Add a function `reset_parameters` that initializes your parameters. Pick a suitable distribution from [nn.init](https://pytorch.org/docs/stable/nn.init.html).

Add a `forward` function that takes an input and a starting hidden state $h_{t-1}$ and returns the updated hidden state $h_t$ and output $y$ as outputs. The initial hidden state $h_0$ can be initialized randomly/to all zeros.

Test your RNN with a single input.

In [40]:
net_input_dim = 100
net_hidden_dim = 128
net_output_dim = 10

net_rnn = RNN(net_input_dim, net_hidden_dim, net_output_dim)

test_input = torch.randn(net_input_dim)
hidden_input = torch.zeros(net_hidden_dim)

y, h = net_rnn(test_input, hidden_input)
print(y)
print(h)

tensor([-1.0000, -0.9990,  1.0000,  1.0000,  0.9927, -1.0000,  1.0000,  1.0000,
         0.6235,  0.9701], grad_fn=<TanhBackward0>)
tensor([ 1.0000,  0.9682,  1.0000, -1.0000,  1.0000, -0.9999, -0.9948, -0.9818,
        -0.9997,  0.8280,  1.0000,  0.9997,  1.0000,  1.0000,  0.9999,  1.0000,
         1.0000, -1.0000, -0.9995,  0.9982,  0.9999,  1.0000, -1.0000,  0.9106,
        -0.9234,  0.9924, -0.9999, -0.9977, -0.5818,  1.0000, -1.0000,  1.0000,
         1.0000,  1.0000, -0.1461, -0.7147,  0.9377,  0.9633,  1.0000,  0.9998,
         0.9904,  1.0000, -0.9965, -1.0000,  1.0000, -0.6506,  0.2831, -1.0000,
         1.0000,  0.9994, -1.0000, -0.9972, -1.0000,  1.0000, -0.5986,  1.0000,
        -1.0000,  0.9998, -0.7417, -0.9985,  0.9891,  1.0000,  0.9832, -0.8445,
        -1.0000,  1.0000, -1.0000, -0.9122, -1.0000, -0.9999,  0.9995, -0.7235,
        -1.0000, -1.0000,  1.0000,  1.0000,  1.0000,  1.0000,  1.0000,  1.0000,
        -0.9980,  1.0000, -0.9993,  1.0000,  1.0000, -0.9917, -0.456

Now create an input sequence and run it through your RNN.

In [41]:
sequence_size = 10
test_sequence = torch.randn(sequence_size, net_input_dim)

outputs = []
h = hidden_input
for x in test_sequence:
    y, h = net_rnn(x, h)
    outputs.append(y)

print(len(outputs))
print(outputs[0].shape)

10
torch.Size([10])


The final hidden state encodes all the information present in the input sequence. It can be used as a feature for classification, or to initialize a decoder RNN to do translation, for example.

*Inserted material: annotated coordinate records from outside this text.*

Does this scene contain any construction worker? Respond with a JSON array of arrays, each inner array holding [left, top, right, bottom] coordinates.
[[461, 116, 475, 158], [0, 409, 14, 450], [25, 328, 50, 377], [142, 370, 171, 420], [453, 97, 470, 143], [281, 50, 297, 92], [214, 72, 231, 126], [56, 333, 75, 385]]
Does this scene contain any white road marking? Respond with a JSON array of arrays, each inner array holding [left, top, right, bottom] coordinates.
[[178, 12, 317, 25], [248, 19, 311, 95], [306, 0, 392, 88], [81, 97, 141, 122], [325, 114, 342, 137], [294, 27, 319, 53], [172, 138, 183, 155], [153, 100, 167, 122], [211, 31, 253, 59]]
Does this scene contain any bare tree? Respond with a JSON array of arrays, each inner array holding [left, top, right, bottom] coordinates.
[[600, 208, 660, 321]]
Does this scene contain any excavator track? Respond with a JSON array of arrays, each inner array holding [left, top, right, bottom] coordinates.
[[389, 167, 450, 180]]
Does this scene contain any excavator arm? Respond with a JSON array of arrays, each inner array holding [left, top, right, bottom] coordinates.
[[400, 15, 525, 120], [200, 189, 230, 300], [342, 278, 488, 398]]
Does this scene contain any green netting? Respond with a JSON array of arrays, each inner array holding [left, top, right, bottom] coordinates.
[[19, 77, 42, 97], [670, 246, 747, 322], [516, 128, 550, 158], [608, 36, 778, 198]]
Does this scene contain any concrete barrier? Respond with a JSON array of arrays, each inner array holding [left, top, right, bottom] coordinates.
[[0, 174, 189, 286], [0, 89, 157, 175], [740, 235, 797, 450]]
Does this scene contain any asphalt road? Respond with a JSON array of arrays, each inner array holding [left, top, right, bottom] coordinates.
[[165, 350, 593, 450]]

Now look at PyTorch's documentation for the [`nn.RNN`](https://pytorch.org/docs/stable/generated/torch.nn.RNN.html) and the [`nn.RNNCell`](https://pytorch.org/docs/stable/generated/torch.nn.RNNCell.html) classes. What is the difference between the two? What is the difference to the definition from Wikipedia we used above? Run your input sequence through both the `nn.RNN` and the `nn.RNNCell`.